COLOMBO – Former Maldives president Mohamed Nasheed insisted on Wednesday on the need for Indian military intervention in the archipelago country, saying that seeking an internal solution to the ongoing crisis could lead to chaos.
Nasheed recalled that India intervened when it sent a military detachment to the archipelago in 1988 to avoid a coup d’etat.
“Saying ‘resolve things internally’ is akin to asking us to escalate the revolt, which can lead to chaos,” Nasheed, exiled in the United Kingdom and currently in Colombo, wrote on Twitter.
“Maldivians see India’s role positively: in ‘88 they came, resolved the crisis, and left. They were not occupiers but liberators. This is why Maldivians look to India now,” he added.
He also requested of India “a physical presence” and to “send envoy, backed by its military” for the release of judges and political detainees including former dictator Maumoon Abdul Gayoom, President Abdulla Yameen’s half-brother, who had been arrested Monday night.
President Yameen declared a state of emergency after the Supreme Court, on Feb. 1, passed a ruling reinstating 12 lawmakers and dropping the charges against nine opposition politicians, including Nasheed.

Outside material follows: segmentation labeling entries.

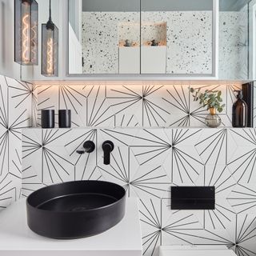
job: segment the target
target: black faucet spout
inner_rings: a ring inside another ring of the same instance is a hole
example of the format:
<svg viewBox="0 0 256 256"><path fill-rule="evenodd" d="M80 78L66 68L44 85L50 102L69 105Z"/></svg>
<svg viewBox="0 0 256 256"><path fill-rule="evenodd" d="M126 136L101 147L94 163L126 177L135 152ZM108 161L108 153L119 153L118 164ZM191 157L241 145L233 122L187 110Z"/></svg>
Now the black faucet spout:
<svg viewBox="0 0 256 256"><path fill-rule="evenodd" d="M110 141L106 141L102 144L102 150L104 152L104 165L110 164L110 153L114 148L114 143Z"/></svg>

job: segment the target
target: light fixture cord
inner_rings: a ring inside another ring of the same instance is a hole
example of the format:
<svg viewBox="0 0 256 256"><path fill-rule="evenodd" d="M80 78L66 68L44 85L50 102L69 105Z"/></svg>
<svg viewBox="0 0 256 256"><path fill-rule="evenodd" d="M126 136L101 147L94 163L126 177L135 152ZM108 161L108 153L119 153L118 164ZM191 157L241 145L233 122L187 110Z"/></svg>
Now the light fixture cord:
<svg viewBox="0 0 256 256"><path fill-rule="evenodd" d="M51 21L51 0L49 0L49 20Z"/></svg>

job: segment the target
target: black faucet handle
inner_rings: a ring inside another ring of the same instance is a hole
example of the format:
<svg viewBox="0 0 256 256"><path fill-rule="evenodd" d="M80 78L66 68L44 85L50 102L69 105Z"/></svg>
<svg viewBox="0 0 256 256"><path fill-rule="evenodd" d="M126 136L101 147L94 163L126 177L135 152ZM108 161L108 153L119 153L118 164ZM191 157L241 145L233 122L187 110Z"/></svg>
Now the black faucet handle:
<svg viewBox="0 0 256 256"><path fill-rule="evenodd" d="M106 141L102 144L104 152L104 165L110 164L110 153L114 148L114 143L111 141Z"/></svg>
<svg viewBox="0 0 256 256"><path fill-rule="evenodd" d="M92 141L86 141L82 145L83 149L78 150L77 153L79 154L82 154L85 153L92 153L95 150L95 144Z"/></svg>

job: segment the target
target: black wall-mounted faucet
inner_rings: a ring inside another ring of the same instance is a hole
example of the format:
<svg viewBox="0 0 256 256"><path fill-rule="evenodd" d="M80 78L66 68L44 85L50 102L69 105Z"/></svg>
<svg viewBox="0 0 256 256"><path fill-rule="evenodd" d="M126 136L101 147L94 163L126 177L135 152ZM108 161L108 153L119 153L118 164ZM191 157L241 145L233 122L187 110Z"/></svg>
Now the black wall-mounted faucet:
<svg viewBox="0 0 256 256"><path fill-rule="evenodd" d="M104 165L110 164L110 153L114 148L114 143L110 141L106 141L102 144L102 150L104 152Z"/></svg>
<svg viewBox="0 0 256 256"><path fill-rule="evenodd" d="M77 150L78 154L82 154L85 153L91 153L94 151L95 144L92 141L86 141L83 143L82 147L83 147L82 149Z"/></svg>

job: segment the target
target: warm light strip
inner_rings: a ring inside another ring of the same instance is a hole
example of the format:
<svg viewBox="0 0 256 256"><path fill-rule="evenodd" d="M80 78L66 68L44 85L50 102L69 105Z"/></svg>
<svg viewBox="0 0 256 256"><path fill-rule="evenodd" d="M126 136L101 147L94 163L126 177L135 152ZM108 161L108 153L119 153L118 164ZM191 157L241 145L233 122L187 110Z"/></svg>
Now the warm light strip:
<svg viewBox="0 0 256 256"><path fill-rule="evenodd" d="M31 28L32 34L31 34L31 61L32 62L36 61L37 58L37 22L34 23L34 26Z"/></svg>
<svg viewBox="0 0 256 256"><path fill-rule="evenodd" d="M30 62L30 22L29 14L24 15L22 18L22 62L28 63Z"/></svg>
<svg viewBox="0 0 256 256"><path fill-rule="evenodd" d="M54 40L50 38L47 40L47 68L48 75L54 74Z"/></svg>

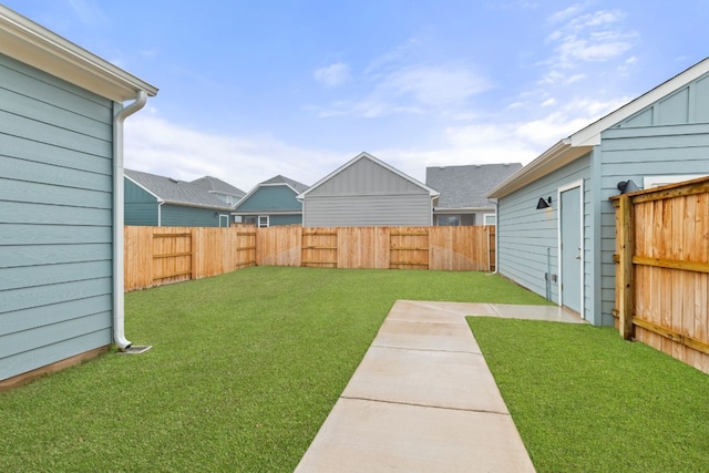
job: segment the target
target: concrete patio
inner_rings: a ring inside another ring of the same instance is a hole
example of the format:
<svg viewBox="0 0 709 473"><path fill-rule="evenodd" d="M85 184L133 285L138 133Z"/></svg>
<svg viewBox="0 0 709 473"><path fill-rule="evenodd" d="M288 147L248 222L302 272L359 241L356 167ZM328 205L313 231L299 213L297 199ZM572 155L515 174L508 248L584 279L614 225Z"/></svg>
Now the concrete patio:
<svg viewBox="0 0 709 473"><path fill-rule="evenodd" d="M551 306L397 301L296 472L533 472L466 316L584 322Z"/></svg>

The court decision triggered a crisis when Yameen decided to defy the order and declared the emergency, while arresting the president and a Supreme Court judge.
In an address to the nation, Yameen accused the Supreme Court of “conspiracy” and “coup,” and late in the afternoon, three Supreme Court judges – who were not arrested – passed a ruling that allegedly revokes the Supreme Court’s decision last week.
Nasheed, the country’s first democratically elected leader, was jailed over charges related to ordering the arrest of a judge during his term, in a high-profile and controversial process that his party has always said to be plagued with irregularities.
Gayoom, who ruled Maldives from 1978-2008, was in power when on Nov. 3, 1988 a group of armed men, called mercenaries by the government, attempted to carry out a coup d’etat.
The coup failed due to the intervention of the Indian Army, after President Gayoom made a distress call to the Indian government, which acted within a few hours by sending 1,600 commandos of airborne elite Indian troops to Male.